It is finally a beautiful, sunny day today, and I don’t want you spending too much time in front of the computer, so I’ll be brief this time. Yes, you’re right, I also don’t want to extend my screen time any more than I need to today!
I have been waiting to introduce this topic because I am a little worried about riling things up too much. I want to start with a teaching I heard, 2nd hand, told by Chagdud Tulku Rinpoche. A student asked about compassion and how it played when we witness violence, do we just sit and pray for compassion while someone is being harmed? Of course, Rinpoche had a ready response. I will paraphrase the teaching as I remember it:
Suppose you’re meditating in the forest and you hear a man harming a child, maybe intending to rape the child. No, you don’t just sit there, you jump! But you jump to save them both. Both are involved in a karmic situation: the perpetrator and the victim. The (potential) victim is experiencing the ripened fruit stage of karma and the perpetrator is experiencing the seed stage. You jump to save them both. Maybe even more for the perpetrator because the pain that will follow is much worse.
I stumble a little on this teaching because it sounds like it paints the victim as having played some part in being harmed. This part of the philosophy of karma is tricky for me. I’m not sure if it rings true for me. However, I really like the radical idea of jumping to save the one who is about to harm another, with compassion. This is radical for our culture, where infinite stories are based on revenge, avenging a harm from long ago, and rejoicing when that other person is cruelly punished. It is a tall order and calls us to really dig deep. Could I forgive, could I feel compassion for the police officers who dish out such cruel and lethal treatment to our beloveds?
I have one more story today. It was told by Tara Brach, well-known meditation teacher. Again, I will do my best to relate the tale:
A young, teen-aged boy was killed in the crossfire of a gang conflict. His killer was caught and put on trial. The dead boy’s mother came to the trial, every day, and stared at the killer continuously. When we was sentenced, she stood and said to him, “I’m going to kill you.”. While he was in prison, she began to visit him. She brought him small gifts. When she learned that he was all alone, totally abandoned by all friends and family, she contributed to his commissary, so he could have everyday items like soap and books. She continued to care for him in this way. When it came time for him to be released, she asked where he would go. He had no plans because, again, no one was caring for him. She offered him a room in her house and a job through a friend. He came to live with her and eventually got his footing to start life anew. He asked if she wanted him to go. She told him, “Remember that day when I said I would kill you? Well, I have killed that boy, the one who could carelessly take another boy’s life. Now you are a new person. If you would let me, I’d like to adopt you and continue to care for you.”

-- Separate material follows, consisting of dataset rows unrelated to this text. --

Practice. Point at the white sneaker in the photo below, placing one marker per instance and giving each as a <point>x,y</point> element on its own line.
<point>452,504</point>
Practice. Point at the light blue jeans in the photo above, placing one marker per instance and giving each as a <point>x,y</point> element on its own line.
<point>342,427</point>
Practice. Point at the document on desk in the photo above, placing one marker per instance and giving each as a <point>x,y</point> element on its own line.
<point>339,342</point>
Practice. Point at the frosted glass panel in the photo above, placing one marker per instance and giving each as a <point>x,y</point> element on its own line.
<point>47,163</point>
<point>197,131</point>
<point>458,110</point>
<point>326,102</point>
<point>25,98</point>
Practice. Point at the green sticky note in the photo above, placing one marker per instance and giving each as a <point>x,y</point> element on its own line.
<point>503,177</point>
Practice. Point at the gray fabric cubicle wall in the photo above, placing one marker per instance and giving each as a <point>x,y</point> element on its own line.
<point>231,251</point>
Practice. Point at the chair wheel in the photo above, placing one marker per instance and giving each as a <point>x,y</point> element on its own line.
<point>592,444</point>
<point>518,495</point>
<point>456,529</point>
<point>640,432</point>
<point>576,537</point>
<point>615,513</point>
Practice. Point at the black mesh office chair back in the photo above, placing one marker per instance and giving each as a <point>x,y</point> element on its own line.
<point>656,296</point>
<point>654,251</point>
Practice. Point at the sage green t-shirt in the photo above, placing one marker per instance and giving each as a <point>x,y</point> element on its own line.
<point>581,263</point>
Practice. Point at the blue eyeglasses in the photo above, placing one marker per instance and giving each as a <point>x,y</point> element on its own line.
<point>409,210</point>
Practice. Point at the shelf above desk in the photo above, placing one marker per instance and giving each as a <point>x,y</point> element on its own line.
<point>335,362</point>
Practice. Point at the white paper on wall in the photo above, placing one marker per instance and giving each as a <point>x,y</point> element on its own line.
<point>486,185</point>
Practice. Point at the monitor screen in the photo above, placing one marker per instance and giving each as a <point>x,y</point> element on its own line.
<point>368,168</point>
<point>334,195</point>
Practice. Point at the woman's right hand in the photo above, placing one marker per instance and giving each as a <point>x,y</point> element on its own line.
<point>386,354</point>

I get teary every time I read or tell that tale. It seems like a fairy tale or lore of a saint, but it’s a real story and it has happened more than once. I don’t expect this kind of angelic behavior from myself or anyone else, but I feel moved to know that even one person was capable of this kind of radical love, radical forgiveness and radical acceptance. We can all do our best each day. It’s easy to feel compassion for those who are harmed, their families, the pain our global family feels. If things are going to change we will need to see every single person as human, deserving of compassion. This is radical! Be ready for pushback, from your own ego and others.